The government of the world's fifth largest country has kept the price of gasoline artificially low, in part, to control inflation. This is costing the government billions and the policy may soon change. A Brazilian newspaper reported on January 15 that gasoline prices would be raised 7 percent. The Energy Minister, Edison Lobao, has discussed raising prices but has yet to confirm the exact details as of this writing.
The price of oil and gasoline also play a part in demand for sugar - now and into the future. As gas prices move higher, more demand will filter to ethanol. Oil prices are holding steady above $90 and this is supporting gasoline prices. OPEC is expecting oil prices to remain above $90 for 2013. This should make ethanol more competitive to gasoline and consumption should increase.
Sugar ethanol also competes with corn ethanol, which is produced in the U.S. The production of corn ethanol dropped last year, as corn prices hit record highs near $8.50. The economics don't justify high ethanol production when corn prices are near record highs. The latest USDA crop reports showed a larger drop than expected of corn supplies. Corn supplies remain critically tight and prices have moved back up to $7.50.
Overall Sugar Demand
Ethanol usage in 2013 could make the fundamentals much more favorable, but the main focus could be on China. Sugar demand in the world's second largest economy continues to grow strongly, as the country is a growing importer of sugar. The most populous country imported sugar heavily last season to make up for growing demand. While imports are expected to be down this year, we expect a strong rebound in the coming years. Chinese officials are also known to manipulate the market to receive better prices, so their estimates can be taken with a grain of salt.
Estimates from the major trade houses have China importing 4-5 million tons annually by 2020. They have a lot of mouths to feed and thus a heavy reliance on the import market. This should keep a floor under prices and leave little margin of error in world production.
The emerging economies of the world are acquiring a growing taste for sugar and that trend is hard to stop. Sugar should be one of the commodities most positively affected by the growth of the emerging economies. Demand for this commodity as a food additive and as a fuel has one of the best fundamental setups for investors in the next couple decades.
Sugar is expected to have a surplus for the 2012/13 season, but we believe this is already discounted in the market. Prices have dropped from 36 to nearly 18 cents in the last two years. Any shortfall in the large crop estimates from Brazil or China this year could send prices higher.
Much of the cane sugar around the world is grown in tropical climates. Weather issues can and do spring up at any time. A weather event could change the production scenario significantly. The strong long-term demand for sugar from China and growing ethanol demand sets up the possibility of a supply imbalance we haven't seen in years, should a major weather event develop.
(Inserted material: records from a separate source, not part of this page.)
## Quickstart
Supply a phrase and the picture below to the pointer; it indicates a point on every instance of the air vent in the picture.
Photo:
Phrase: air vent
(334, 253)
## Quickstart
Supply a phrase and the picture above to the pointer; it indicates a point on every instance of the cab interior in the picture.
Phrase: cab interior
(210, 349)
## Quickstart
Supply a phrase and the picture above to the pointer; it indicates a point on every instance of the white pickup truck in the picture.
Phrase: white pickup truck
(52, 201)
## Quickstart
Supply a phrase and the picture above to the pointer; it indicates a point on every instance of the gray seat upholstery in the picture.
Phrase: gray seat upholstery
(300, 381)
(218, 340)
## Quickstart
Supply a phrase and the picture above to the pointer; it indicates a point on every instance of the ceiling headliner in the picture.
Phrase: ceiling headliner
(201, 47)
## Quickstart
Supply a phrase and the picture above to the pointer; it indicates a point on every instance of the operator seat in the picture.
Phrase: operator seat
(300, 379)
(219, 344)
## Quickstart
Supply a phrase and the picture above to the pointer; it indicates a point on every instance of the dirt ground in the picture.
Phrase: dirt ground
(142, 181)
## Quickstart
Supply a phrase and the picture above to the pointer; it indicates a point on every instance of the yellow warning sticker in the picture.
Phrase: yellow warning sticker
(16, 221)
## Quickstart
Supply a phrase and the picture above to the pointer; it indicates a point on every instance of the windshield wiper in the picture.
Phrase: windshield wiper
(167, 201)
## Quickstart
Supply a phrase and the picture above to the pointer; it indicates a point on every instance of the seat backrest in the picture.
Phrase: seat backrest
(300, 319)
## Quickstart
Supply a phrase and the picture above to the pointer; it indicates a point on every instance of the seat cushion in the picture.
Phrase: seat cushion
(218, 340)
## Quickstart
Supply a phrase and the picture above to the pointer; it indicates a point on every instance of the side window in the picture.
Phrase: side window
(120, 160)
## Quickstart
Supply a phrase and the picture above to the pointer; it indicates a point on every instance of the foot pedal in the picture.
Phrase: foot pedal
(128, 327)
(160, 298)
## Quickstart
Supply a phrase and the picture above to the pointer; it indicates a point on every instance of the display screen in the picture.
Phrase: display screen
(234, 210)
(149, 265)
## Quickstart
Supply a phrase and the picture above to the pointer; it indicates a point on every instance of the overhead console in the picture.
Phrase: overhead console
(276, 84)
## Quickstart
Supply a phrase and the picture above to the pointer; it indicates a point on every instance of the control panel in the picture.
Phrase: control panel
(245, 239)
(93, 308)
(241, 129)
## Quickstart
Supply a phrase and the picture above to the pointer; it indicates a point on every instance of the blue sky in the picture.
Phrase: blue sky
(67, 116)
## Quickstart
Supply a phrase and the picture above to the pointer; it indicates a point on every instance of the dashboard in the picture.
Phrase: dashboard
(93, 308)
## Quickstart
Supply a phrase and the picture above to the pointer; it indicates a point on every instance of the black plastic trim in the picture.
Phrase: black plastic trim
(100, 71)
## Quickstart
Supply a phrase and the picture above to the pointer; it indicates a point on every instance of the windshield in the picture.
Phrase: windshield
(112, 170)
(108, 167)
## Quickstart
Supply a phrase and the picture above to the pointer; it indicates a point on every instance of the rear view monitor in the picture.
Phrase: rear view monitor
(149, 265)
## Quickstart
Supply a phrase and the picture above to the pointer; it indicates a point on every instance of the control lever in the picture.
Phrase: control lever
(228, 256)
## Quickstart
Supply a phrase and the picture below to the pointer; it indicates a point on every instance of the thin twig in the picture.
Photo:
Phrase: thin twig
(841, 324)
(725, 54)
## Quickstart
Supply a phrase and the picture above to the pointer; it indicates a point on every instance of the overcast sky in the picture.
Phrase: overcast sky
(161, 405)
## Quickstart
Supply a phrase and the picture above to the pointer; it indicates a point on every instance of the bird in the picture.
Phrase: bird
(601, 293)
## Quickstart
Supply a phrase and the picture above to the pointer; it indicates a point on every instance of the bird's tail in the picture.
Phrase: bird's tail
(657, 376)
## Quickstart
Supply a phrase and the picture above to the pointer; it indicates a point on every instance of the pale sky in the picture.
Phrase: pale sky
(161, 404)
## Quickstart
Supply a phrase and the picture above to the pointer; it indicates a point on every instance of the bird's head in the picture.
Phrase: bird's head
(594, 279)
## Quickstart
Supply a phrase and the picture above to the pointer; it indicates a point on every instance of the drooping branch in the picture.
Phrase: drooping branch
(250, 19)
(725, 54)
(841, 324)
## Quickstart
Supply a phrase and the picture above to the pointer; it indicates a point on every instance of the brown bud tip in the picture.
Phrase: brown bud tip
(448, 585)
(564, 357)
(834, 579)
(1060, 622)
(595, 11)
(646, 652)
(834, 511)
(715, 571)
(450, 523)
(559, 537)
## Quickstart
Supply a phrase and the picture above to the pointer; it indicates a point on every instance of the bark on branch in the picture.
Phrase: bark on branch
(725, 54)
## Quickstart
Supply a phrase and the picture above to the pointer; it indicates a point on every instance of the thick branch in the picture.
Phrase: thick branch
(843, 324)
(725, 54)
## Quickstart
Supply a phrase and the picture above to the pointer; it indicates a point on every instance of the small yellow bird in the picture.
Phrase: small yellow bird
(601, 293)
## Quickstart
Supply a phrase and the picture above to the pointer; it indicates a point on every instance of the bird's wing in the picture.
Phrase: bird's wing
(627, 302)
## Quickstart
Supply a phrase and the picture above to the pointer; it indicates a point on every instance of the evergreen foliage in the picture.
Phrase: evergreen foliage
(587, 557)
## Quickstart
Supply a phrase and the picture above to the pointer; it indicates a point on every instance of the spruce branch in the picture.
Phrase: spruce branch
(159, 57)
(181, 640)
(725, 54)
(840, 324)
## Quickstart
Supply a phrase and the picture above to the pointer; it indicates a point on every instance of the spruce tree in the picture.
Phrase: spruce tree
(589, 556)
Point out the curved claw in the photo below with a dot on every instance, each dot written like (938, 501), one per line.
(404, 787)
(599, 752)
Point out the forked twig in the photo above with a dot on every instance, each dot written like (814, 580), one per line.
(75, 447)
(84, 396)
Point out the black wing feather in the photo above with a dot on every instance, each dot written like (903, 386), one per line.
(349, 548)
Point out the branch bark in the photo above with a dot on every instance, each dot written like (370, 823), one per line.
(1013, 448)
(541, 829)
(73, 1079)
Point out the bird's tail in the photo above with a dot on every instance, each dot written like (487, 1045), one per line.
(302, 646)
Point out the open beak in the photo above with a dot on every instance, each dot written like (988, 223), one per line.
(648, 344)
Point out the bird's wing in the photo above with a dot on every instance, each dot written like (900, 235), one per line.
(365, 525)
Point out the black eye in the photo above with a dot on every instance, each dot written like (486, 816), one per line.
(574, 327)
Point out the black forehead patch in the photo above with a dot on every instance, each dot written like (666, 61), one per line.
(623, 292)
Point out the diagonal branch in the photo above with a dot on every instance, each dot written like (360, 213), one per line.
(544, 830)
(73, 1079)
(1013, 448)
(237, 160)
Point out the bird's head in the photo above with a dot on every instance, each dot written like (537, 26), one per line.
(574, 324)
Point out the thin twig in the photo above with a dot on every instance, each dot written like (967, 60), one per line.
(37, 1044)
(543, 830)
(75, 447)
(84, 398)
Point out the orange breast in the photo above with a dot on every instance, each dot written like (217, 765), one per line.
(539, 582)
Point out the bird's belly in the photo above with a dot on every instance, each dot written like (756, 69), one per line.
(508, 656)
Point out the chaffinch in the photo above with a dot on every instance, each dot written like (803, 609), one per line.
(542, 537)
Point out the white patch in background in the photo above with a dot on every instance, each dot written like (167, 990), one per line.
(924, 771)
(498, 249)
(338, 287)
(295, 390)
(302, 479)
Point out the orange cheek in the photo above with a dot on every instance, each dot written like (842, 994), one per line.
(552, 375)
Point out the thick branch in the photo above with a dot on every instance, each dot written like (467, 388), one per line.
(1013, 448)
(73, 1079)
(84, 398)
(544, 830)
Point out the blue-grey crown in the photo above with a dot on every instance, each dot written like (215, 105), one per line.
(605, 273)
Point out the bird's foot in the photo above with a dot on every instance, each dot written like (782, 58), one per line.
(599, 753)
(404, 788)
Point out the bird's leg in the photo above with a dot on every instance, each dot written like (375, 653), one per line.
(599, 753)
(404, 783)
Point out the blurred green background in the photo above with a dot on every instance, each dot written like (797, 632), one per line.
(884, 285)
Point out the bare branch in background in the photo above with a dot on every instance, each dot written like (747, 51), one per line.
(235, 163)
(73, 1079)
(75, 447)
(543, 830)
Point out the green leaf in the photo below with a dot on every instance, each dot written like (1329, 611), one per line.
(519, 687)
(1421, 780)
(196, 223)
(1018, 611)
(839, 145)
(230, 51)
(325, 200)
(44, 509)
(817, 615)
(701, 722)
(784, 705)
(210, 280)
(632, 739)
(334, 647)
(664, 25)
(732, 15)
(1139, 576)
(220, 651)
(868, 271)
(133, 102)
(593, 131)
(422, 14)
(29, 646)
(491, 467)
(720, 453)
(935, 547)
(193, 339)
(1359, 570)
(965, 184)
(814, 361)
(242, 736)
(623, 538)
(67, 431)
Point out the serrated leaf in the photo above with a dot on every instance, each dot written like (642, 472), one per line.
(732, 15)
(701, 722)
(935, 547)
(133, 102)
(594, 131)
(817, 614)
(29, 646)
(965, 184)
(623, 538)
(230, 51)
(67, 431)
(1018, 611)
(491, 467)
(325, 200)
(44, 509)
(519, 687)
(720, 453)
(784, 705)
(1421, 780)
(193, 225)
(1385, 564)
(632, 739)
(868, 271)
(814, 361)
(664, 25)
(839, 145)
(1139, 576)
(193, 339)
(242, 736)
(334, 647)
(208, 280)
We've seen a similar situation in the oil market in recent years. There are currently ample supplies of oil, but prices remain above $90. Traders know that a small uptick in demand from China, a production shortfall or an improving global economy can lead to much higher prices in a short period of time.
Summary and Strategy
We see the downside as limited in the sugar market. Sugar has become very oversold on the long-term charts and it is consolidating off a multi-year rally. Our outlook is to sell sugar puts with several months of time premium.